Radioactive cargo at Bulgarian ports is not an isolated incident, a check on Ecovarna.info showed. The problem is that they are discovered through random rather than targeted or regular inspections, and that information about them is scarce, unplanned and disappears quickly, environmentalists comment.
The container for radioactive waste at the port of Varna – West was caught yesterday by a random inspection of TIR. The container was filled with scrap and placed on a special platform. Pre-trial proceedings have been initiated. The prosecution will decide when and if the load should be opened. By then, authorities said there was no danger to the health of port workers.
Two to three times a year
poor radiation from scrap containers happens to be detected, the daily reported, citing port authorities. How weak they are and what the health risk is when they are accumulated is unclear. On the territory of the port operator there are radiation sensors that provide information on radiation levels 24 hours a day. However, Port of Varna EAD is silent on far more harmless information, such as the burning waste that passed through the RDF port, for which the PECSD has asked for access to the Public Information Act.
In August last year, information appeared on social networks from the wife of a Varna-West docker, who claimed the man had identified a Geiger counter
increased radioquality in waste from Italy
“It has long been known that waste often arrives with broken packaging, flowing, smelly, and until that day, perhaps even before that, with dangerous contents” the post says. The woman adds that everyone is aware, but workers are silent because they are scared to loose their jobs. The information is published by Actualno.com, but they fail to receive specific answers from the responsible institutions.

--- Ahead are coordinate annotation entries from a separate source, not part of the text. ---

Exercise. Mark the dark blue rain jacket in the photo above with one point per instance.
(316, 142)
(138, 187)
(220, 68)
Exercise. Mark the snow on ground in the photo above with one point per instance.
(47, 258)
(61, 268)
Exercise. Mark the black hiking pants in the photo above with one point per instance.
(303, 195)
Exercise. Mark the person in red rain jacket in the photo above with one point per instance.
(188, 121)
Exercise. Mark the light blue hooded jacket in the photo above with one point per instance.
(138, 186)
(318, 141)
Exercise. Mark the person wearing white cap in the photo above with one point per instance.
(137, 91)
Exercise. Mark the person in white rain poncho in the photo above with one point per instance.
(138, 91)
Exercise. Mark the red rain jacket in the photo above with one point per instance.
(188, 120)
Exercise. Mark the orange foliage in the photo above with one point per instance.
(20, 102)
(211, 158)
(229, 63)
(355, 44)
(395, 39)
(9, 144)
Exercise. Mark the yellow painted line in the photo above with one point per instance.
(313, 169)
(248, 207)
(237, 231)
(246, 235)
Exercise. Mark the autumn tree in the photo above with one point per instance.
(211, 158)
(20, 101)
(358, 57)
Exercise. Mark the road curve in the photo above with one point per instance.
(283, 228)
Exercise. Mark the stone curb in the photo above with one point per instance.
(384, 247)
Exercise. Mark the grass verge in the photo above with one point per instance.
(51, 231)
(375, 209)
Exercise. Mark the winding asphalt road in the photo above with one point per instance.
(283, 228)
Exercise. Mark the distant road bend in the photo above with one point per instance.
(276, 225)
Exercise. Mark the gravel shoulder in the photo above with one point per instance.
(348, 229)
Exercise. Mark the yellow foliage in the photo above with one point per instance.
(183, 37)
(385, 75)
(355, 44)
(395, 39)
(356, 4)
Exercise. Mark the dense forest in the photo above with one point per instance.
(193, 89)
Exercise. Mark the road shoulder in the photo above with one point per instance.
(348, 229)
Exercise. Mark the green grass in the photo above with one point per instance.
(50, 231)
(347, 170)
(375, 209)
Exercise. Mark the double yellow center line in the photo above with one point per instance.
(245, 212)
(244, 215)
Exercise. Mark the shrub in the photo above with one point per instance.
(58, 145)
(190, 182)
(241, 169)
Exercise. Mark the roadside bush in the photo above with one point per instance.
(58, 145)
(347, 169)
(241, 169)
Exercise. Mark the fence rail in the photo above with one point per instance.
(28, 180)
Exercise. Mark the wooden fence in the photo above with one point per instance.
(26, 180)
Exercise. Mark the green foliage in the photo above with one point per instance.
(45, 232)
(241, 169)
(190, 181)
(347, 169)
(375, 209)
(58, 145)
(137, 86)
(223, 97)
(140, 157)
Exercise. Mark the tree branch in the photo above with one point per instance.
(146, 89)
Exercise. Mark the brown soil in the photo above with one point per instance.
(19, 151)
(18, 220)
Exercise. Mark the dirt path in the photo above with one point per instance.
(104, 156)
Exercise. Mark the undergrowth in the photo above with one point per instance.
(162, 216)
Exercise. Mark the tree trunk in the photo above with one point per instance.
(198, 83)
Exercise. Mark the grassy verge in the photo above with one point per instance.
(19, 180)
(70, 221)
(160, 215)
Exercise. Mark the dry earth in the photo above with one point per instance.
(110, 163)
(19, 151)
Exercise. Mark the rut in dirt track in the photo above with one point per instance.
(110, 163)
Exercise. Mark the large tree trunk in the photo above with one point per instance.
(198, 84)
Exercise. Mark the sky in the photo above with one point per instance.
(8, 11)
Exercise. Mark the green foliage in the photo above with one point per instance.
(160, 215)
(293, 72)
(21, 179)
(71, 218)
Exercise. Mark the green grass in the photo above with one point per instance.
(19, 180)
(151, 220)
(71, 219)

Half a year later, the information has been confirmed. At the end of January, 102 containers of Italian garbage in Varna-West turn out to be full of everything else, but not the declared plastic and rubber for recycling. Moreover, bales haven’t been evacuated, which is a requirement of the Bulgarian legislation. Verification and disclosure would probably never have taken place if they had not been brought in with an expired storage regime.
A dozen days earlier, with suspected radioactivity, another imported waste was checked, this time at the port of Burgas. It was also labelled “Green waste” so not to be subject to the notification and consent procedure of the receiving State. It turns out to be mostly iron and textiles. Authorities reassure that no radioactive or toxic waste has been identified.
About the unspoken agreement between the institutions
not to share such information publicly we should refer to a case of May 2014. A metal container with radioactive waste was opened in the port of Varna – West. The information was accidentally disclosed 10 days after the incident, because the case appears as a signal in the weekly newsletter of the Regional Health Inspectorate in Varna. The health inspectors then learned from the Regional Fire Safety and Population Department that a radioactive source had been discovered in a metal container near the container terminal at the port of Varna – West. The alpha, beta, and gamma values and the perimeter affected were not specified in the newsletter. After the blowout of the incident, reassuring information had been released that “no danger of radiation damage to the occupationally engaged persons and danger to the population was identified”.
The Nuclear Regulatory Agency is in charge with the control of the radioactive waste in our country in accordance with the Law on the Safe Use of Nuclear Energy. However, they do not deal with the control of the import of waste, for which in recent years there have been reports of such irregularities.